RECENTLY, WhatsApp (a company owned by Facebook) has made an explosive revelation. It has reached out to several journalists, lawyers, human rights activists, and Opposition politicians in India, to inform them that a software sold by an Israeli company to Governments has been used to spy on them. Not only have their WhatsApp messages and calls been hacked; the software has used a loophole in WhatsApp’s encryption software to turn their phones and computers into spying devices.
The list of those targeted for such a blatantly illegal breach of privacy include lawyers representing the Bhima Koregaon accused, as well as journalists and activists who have been vocal against the Modi Government. The Congress party has also said that WhatsApp informed Congress leader Priyanka Gandhi that she too had been targeted.
The Information and Broadcasting Ministry of the Modi Government has reacted by claiming that WhatsApp kept them in the dark about such surveillance. WhatsApp has disproved this allegation.
But the Modi Government is trying to deflect attention from its own guilt in the matter. It is clear that the spying software – Pegasus – is sold only to governments. So in India, it was either the central government, or some state governments, and their respective agencies that could have used this software. If voices questioning BJP-ruled Governments at Centre and State have been spied on, it is easy to conclude that it was the Governments doing the spying.
Some have tried to argue that such spying is justified as long as it was “in the interests of national security.” Such an argument suggests that the Government can be allowed to commit crimes as long as it is for the sake of “national security”. This is a position that no democracy can defend. By definition, civil liberties and democratic rights of citizens need to be defended primarily from the power of the government and State machinery. Because the government and State machinery have the power to use violence and surveillance, the Constitution imposes limits on that power. A landmark 1997 Supreme Court judgement on a writ petition filed by the PUCL, made it clear that no agency can tap the phones of any person without written authorisation. If a national security emergency demands it, the agency can seek a written authorisation order from the Home Secretary of Central or State Governments, or some other senior officer of the Home Department of State or Centre. Every such emergency authorisation must be submitted for review by a Review Committee within a week. Any phone tapping that has failed to get such authorisation is a serious crime.

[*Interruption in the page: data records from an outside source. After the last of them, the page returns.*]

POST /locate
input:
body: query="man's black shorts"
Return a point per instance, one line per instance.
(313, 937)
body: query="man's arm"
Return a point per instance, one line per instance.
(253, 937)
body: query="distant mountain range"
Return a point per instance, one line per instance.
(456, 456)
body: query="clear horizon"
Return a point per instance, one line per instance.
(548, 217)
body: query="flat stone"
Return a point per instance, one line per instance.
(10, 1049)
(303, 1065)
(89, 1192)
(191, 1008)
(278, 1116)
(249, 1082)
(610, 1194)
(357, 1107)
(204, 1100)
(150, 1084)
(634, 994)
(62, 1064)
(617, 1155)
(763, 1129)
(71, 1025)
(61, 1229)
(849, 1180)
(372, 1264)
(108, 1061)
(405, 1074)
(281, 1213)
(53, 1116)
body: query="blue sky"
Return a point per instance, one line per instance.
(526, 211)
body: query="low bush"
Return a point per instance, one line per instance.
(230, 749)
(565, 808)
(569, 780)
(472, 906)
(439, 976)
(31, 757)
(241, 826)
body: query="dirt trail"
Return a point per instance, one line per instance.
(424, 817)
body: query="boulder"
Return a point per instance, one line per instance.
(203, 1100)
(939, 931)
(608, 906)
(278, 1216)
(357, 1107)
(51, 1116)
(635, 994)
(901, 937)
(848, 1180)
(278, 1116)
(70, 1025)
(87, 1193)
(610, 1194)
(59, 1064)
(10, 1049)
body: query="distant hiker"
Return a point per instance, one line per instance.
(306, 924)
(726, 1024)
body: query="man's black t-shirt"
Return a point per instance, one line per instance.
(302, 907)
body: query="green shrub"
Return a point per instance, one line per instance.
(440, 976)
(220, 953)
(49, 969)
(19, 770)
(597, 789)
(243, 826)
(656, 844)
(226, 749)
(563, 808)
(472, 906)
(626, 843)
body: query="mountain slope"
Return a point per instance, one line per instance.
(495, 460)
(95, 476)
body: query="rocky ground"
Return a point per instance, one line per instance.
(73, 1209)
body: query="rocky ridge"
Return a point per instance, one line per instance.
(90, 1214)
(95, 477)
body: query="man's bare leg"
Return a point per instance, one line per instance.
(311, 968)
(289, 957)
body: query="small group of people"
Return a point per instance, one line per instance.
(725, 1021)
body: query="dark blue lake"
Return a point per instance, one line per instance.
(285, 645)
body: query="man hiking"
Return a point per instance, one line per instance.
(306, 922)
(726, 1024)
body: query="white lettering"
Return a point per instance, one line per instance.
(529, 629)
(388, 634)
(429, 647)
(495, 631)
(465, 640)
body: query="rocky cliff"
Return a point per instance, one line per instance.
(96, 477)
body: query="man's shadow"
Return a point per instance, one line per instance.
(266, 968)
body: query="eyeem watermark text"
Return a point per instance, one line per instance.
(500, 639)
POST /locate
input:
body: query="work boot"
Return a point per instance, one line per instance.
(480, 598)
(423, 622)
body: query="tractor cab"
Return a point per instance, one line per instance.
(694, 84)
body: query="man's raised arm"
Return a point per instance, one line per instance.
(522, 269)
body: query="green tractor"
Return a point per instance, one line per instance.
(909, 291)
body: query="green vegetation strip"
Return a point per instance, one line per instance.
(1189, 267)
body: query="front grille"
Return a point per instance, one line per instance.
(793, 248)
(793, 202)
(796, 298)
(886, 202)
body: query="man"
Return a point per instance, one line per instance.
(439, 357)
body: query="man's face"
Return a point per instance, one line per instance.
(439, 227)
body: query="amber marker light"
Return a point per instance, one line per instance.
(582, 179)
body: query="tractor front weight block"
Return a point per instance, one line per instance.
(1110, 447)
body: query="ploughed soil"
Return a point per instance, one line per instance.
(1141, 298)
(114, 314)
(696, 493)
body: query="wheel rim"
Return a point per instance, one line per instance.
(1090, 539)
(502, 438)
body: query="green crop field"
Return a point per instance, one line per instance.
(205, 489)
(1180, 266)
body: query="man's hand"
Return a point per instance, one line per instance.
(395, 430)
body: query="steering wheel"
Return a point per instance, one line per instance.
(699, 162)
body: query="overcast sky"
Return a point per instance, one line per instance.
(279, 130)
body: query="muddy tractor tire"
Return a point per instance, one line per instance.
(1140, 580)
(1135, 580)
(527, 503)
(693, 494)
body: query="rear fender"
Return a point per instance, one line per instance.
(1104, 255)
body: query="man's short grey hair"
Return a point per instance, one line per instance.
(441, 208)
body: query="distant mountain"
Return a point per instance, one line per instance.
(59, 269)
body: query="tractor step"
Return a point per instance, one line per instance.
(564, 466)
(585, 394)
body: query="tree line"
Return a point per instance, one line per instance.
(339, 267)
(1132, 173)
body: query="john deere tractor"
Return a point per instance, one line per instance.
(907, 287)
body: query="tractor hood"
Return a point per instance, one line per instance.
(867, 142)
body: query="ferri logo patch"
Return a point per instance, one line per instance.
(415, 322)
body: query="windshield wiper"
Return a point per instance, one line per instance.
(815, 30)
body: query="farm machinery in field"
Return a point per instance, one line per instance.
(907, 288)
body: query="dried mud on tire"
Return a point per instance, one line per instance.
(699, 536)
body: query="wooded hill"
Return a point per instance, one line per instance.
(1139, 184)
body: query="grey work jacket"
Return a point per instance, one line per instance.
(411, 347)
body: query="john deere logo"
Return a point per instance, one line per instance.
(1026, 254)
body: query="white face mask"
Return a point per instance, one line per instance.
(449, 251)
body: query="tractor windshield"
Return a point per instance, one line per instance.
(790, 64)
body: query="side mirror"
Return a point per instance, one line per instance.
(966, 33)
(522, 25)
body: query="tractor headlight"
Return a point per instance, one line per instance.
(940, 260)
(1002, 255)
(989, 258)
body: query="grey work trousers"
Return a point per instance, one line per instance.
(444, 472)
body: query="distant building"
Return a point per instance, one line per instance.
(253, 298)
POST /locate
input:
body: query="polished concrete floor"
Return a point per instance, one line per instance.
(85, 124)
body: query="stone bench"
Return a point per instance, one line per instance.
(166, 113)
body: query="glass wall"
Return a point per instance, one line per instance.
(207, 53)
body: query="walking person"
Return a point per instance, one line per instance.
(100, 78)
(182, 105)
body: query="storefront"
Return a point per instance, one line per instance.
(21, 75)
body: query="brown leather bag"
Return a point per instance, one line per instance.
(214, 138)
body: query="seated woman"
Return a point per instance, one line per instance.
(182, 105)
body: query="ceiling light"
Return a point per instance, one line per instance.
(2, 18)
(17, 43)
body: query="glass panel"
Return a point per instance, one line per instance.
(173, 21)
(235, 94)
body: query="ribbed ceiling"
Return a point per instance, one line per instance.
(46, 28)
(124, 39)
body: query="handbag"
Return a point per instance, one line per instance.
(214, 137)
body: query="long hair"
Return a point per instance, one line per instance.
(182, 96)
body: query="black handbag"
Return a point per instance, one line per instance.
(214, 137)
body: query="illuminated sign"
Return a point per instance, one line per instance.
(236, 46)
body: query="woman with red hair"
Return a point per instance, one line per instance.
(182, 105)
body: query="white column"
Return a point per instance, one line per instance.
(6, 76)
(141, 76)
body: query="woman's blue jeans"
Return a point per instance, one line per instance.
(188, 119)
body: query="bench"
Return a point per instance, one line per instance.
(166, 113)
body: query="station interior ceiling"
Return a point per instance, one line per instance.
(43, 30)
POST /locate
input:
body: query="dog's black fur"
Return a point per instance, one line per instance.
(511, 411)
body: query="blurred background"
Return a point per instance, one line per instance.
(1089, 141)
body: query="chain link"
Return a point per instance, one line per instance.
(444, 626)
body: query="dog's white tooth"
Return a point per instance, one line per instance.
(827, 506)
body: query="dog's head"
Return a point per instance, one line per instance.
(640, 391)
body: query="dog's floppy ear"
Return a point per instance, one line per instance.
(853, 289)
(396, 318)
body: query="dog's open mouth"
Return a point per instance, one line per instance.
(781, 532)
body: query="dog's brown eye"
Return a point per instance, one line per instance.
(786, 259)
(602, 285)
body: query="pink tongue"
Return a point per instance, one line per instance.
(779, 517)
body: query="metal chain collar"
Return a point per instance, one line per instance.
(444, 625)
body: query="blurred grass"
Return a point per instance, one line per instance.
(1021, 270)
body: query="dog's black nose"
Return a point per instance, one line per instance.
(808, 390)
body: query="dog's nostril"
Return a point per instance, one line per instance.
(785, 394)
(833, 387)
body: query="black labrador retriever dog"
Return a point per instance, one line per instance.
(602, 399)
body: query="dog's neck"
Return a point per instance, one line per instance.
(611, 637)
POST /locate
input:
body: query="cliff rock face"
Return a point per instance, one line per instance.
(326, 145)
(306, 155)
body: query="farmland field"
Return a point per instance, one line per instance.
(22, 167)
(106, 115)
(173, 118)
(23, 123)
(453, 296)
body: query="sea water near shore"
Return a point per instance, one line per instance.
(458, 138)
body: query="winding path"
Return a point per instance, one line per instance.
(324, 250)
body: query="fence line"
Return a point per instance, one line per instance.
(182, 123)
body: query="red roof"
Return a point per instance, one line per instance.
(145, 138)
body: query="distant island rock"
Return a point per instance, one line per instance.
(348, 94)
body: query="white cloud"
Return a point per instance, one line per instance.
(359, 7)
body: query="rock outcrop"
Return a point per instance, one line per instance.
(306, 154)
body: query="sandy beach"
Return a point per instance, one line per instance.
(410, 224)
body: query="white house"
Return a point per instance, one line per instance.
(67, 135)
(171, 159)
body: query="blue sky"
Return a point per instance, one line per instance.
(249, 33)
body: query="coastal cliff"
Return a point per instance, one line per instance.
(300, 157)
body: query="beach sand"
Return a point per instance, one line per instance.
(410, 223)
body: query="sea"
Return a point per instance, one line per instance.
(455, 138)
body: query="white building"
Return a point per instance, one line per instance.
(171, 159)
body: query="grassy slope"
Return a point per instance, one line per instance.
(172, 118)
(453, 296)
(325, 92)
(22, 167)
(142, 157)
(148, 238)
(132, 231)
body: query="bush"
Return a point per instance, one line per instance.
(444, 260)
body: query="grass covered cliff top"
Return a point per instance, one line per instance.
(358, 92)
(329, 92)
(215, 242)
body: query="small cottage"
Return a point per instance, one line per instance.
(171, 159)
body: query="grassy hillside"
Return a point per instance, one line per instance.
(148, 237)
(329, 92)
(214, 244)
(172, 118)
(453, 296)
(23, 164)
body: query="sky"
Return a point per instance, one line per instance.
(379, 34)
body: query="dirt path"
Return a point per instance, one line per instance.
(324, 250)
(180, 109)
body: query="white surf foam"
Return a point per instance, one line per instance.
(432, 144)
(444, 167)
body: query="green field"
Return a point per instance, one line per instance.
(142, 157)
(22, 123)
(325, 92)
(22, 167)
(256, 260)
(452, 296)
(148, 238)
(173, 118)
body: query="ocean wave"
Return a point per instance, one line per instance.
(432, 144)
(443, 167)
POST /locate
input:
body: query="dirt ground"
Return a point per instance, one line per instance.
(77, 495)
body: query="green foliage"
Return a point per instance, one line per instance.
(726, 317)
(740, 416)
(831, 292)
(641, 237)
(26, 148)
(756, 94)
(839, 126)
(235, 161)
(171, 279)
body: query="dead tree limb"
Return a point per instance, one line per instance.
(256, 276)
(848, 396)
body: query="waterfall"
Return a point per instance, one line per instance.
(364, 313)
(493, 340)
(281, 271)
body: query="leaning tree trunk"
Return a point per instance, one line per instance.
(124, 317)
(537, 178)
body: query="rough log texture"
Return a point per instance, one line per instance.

We may recall that Modi and Shah, as Chief Minister and Home Minister respectively of Gujarat, have a dubious record of using the police and investigative agencies to illegally spy on a young woman for personal reasons. Patriarchal arguments were put forward to defend such spying. It should surprise no one that the Modi-Shah duo again head a Government which is implicated in illegally spying on dissenting citizens.
When the Modi Government feigns outrage at the WhatsApp spying scandal and demands an answer from WhatsApp, it is behaving like the thief who tries to escape by leading the crowd away shouting “Thief!” the loudest.
It is highly likely that Pegasus spyware (perhaps in conjunction with other technologies), was used not only to illegally tap the conversations of the persons targeted, but to plant material on their phones or computers.
Which Indian Government agency bought the Pegasus spying software? Who used it? Did they have authorisation for the phone tapping? If the Modi Government or any State Government or government agency illegally invaded the privacy of rights activists, journalists and political leaders, it amounts to a serious crime against India’s Constitution.
How to identify the perpetrators of this crime? RSS man Govindacharya has approached the Supreme Court demanding an NIA enquiry: but this petition smacks of match fixing. The NIA is a Government agency and cannot investigate a potential crime by the Government! An independent investigation is needed, to identify and punish the criminals.
Politically, it is clear that this large-scale illegal spying on political opponents and human rights defenders has the fingerprints of Modi and Shah all over it. In the US, President Nixon had had to resign when the illegal snooping scandal (Watergate) was exposed. In India, too, the Modi-Shah regime must be held accountable and punished for this crime. The Israeli software Pegasus is classified by its seller as a “weapon.” Buying and using this weapon secretly and illegally against India’s citizens is an act of terrorism. Punish the Modi-Shah regime for this act of terror against India’s courageous human rights defenders, Dalit lawyers, and journalists.